Les mutuelles dites étudiantes n’en ont pas moins souffert de la disparition du régime étudiant de Sécurité sociale décidée par Emmanuel Macron au début de son premier quinquennat. La gestion de la Sécu obligatoire des étudiants représentait 80 à 85% de leur activité, contre 15% à 20% pour la complémentaire santé. Présentes hier dans toutes les régions, les mutuelles étudiantes ne sont plus aujourd’hui qu’une poignée à proposer une couverture santé : la Smerra, la Smeno, Heyme (Smerep et Mep) et la MGEL (substituée par Harmonie Mutuelle), sachant que LMDE n’est désormais plus qu’une marque de la mutuelle Interiale.
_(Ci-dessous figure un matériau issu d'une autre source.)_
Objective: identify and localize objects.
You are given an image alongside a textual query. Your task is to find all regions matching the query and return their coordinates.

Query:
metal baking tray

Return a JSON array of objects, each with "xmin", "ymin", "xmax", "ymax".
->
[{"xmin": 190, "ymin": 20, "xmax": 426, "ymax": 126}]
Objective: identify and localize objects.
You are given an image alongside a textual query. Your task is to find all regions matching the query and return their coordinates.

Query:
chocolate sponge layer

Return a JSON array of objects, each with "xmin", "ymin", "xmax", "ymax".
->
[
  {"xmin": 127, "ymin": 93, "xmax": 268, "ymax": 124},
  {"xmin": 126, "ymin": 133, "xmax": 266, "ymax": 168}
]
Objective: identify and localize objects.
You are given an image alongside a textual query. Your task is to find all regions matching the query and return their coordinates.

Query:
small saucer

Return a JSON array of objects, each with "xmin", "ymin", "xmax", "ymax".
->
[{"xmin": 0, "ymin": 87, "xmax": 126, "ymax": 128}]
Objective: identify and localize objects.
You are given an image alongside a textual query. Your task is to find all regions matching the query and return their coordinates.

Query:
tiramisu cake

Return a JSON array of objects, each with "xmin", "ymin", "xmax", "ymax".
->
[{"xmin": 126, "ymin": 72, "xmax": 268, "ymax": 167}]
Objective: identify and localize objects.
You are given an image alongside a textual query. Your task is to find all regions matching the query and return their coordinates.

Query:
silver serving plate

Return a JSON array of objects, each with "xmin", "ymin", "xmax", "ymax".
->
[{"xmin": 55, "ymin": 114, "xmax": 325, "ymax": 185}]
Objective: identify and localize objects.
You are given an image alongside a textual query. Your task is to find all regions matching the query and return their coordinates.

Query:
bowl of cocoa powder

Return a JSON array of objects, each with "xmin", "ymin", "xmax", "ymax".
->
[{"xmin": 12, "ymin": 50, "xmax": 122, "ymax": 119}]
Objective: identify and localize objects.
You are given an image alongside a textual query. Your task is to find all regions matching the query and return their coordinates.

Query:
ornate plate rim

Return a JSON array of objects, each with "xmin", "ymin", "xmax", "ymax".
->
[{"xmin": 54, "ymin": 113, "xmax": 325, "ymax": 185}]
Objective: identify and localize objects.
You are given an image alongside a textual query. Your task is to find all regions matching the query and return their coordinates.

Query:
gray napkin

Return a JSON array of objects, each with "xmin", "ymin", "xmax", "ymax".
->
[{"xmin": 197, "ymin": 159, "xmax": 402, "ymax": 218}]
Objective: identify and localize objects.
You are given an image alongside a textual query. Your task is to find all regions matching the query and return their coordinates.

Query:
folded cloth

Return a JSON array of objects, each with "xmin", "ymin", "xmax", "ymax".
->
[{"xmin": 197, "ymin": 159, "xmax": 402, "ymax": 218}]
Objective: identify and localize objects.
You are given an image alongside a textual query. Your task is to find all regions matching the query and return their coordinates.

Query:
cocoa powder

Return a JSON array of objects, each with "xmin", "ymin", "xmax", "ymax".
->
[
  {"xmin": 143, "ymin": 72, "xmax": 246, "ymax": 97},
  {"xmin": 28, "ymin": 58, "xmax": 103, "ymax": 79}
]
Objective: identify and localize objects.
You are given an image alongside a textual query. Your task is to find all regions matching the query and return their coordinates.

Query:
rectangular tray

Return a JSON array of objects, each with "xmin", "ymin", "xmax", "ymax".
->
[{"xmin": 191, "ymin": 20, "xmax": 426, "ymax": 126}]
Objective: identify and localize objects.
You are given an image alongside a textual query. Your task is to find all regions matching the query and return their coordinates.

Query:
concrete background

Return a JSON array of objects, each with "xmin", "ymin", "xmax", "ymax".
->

Une majorité d'étudiants couverts par leurs parents
En se focalisant sur les mutuelles dites étudiantes, l’indicateur de la Fage concerne donc une minorité d’étudiants : selon une estimation grossière moins de 10% des quelque 2,8 millions de jeunes poursuivant des études en France. Il n’existe pas de statistiques précises, néanmoins la très grande majorité des étudiants sont couverts – gratuitement ou non - par la complémentaire de leurs parents, d’autant plus depuis la généralisation de l’assurance santé pour les salariés. Les autres peuvent avoir souscrit une couverture auprès de n’importe quel assureur santé … ou ne pas disposer de couverture. Un dernier cas de figure très minoritaire selon une étude de l’IRDES : seuls 3,2% des étudiants n’avaient pas de complémentaire santé en 2019 contre 3,6% pour l’ensemble de la population. Un chiffre qui pourrait toutefois encore être réduit, souligne Benjamin Biale de Heyme, par « davantage de pédagogie » sur le dispositif public de la Complémentaire santé solidaire et les aides proposées par certaines régions.